He turned the key. The truck leaped forward and stalled.
“Turn the key off, Dad! I didn’t say to start the motor yet.”
“Great head of the church, we aren’t going far without the motor on, I know that much, Sis.”
“I just want you to understand the gears is all. You can start the motor later. Honest. Now, don’t do anything until I say so, okay?” I was trying to be nice, but my voice had an edge to it, a familiar shrill quality. I was beginning to sound like my mother. This did not bode well.
We were rolling down the driveway at last. It seemed like an hour later, but was perhaps no more than fifteen minutes. He had almost run us into the duck’s bathtub; luckily the Muscovy population had retreated early on, having been blessed with more brain matter than I thought. The driveway was less than a hundred feet long, and Dad was working the gearshift hard, grinding his way into third. I told him he should be in first gear, since we were moving so slowly.
“Hellfire and horse turds, how fast do you want me to go? This is the driveway. Besides, I want to get the shifting part over with as fast’s I can. It’s a bitch.”
At the end of the driveway – oh, 
horrors – a procession of bicyclists.
“Dad, wait for them to go by.”
It was a long line of cyclists, and he was getting impatient.
“Holy jumped-up Jesus on the cross! Who gave this collection of idiots bikes? Looks to me like they’d be a danger to themselves with jump ropes.”
“They can hear you, Dad. Your window’s open.”
“The goddamned window’d better be open, or this truck’ll look like a spittoon before long.” (Despite his best intentions, all his trucks over the years looked and smelled like spittoons.) “Have they emptied out some booby hatch? Where in pluperfect hell is this parade of demented dungwits coming from?”
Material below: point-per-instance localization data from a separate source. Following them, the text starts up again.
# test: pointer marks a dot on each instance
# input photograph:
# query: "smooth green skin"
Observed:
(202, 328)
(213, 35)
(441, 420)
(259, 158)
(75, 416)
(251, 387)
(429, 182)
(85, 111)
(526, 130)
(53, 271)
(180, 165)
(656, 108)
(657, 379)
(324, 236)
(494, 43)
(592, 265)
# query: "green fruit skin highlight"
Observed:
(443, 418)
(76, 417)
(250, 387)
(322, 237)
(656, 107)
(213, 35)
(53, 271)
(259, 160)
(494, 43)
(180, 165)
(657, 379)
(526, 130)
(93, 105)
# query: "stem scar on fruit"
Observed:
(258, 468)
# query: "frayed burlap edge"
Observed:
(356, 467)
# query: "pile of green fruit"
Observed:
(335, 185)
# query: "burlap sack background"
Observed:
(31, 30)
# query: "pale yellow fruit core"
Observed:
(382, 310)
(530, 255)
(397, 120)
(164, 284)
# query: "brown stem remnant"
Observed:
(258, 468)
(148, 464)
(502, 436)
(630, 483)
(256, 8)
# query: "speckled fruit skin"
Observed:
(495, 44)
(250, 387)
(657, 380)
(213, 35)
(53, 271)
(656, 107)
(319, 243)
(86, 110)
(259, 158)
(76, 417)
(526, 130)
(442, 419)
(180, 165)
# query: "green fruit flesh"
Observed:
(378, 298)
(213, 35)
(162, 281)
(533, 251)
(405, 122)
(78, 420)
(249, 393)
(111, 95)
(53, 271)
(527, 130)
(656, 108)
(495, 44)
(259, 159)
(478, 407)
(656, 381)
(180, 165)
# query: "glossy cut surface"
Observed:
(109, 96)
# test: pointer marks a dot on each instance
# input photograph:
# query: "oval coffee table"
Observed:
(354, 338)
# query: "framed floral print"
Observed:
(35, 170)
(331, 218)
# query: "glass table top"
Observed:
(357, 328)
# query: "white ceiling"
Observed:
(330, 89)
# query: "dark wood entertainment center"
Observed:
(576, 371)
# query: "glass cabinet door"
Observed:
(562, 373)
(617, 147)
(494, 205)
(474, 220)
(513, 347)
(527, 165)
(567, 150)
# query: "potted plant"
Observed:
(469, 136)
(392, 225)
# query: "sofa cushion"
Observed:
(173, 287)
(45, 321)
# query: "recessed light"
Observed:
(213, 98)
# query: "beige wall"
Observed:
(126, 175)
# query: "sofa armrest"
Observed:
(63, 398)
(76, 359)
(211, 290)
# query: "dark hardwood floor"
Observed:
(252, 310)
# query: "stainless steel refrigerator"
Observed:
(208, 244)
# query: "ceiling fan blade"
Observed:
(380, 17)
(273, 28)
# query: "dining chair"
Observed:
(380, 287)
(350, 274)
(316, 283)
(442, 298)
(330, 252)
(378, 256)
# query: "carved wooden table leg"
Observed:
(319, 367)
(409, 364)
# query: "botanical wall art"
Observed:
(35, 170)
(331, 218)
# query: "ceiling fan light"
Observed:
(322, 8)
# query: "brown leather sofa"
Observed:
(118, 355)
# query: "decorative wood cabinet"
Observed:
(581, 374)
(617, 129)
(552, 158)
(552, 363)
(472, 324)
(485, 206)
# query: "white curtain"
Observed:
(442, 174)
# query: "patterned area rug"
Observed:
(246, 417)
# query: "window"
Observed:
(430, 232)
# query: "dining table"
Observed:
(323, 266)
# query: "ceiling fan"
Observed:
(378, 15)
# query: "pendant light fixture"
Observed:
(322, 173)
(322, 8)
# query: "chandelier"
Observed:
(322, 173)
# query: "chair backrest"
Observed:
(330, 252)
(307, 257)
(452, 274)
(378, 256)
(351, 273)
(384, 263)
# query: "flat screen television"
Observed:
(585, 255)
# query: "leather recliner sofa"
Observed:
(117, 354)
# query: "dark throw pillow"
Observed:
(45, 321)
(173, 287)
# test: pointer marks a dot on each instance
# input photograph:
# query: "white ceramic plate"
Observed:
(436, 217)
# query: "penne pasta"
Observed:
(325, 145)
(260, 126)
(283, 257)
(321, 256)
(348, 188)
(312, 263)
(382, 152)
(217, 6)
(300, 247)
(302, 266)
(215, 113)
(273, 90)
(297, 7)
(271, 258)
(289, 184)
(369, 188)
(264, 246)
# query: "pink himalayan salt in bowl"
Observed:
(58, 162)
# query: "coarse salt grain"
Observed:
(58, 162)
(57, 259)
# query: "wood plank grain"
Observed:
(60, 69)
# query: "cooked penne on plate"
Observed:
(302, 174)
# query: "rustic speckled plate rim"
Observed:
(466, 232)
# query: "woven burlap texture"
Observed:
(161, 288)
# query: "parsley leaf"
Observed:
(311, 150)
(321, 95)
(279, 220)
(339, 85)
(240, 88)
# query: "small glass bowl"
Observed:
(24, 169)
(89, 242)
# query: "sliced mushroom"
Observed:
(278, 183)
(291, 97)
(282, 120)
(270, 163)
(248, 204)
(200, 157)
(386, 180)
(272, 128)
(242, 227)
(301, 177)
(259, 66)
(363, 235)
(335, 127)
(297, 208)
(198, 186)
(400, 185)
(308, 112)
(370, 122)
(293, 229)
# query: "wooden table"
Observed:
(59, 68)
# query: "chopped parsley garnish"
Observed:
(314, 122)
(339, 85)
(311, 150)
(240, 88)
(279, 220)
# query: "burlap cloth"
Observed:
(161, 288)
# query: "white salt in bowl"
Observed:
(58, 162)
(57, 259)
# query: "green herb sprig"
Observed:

As they came abreast of the truck, saw and heard my father, the bikers put on a remarkable burst of speed and sailed down the road, their legs pumping like pistons, looking as possessed as Tour de France competitors.
The last of the cyclists hurried past, and we were on the open road.
Dad refused to drive much faster than a team of oxen would travel. We were moving along at considerably less than twenty miles per hour, but he was in third gear. The motor was sounding funny, but it was hard to hear much over the horns. I looked out the back window and saw what looked like a gangster’s funeral procession. It seemed miles long, but it wasn’t its length that was so impressive. It was the spirited way in which the drivers signed for us to speed up or pull over. A clenched fist was the nicest gesture. Some of these people must have been heading to an early ferry and didn’t want to miss the boat.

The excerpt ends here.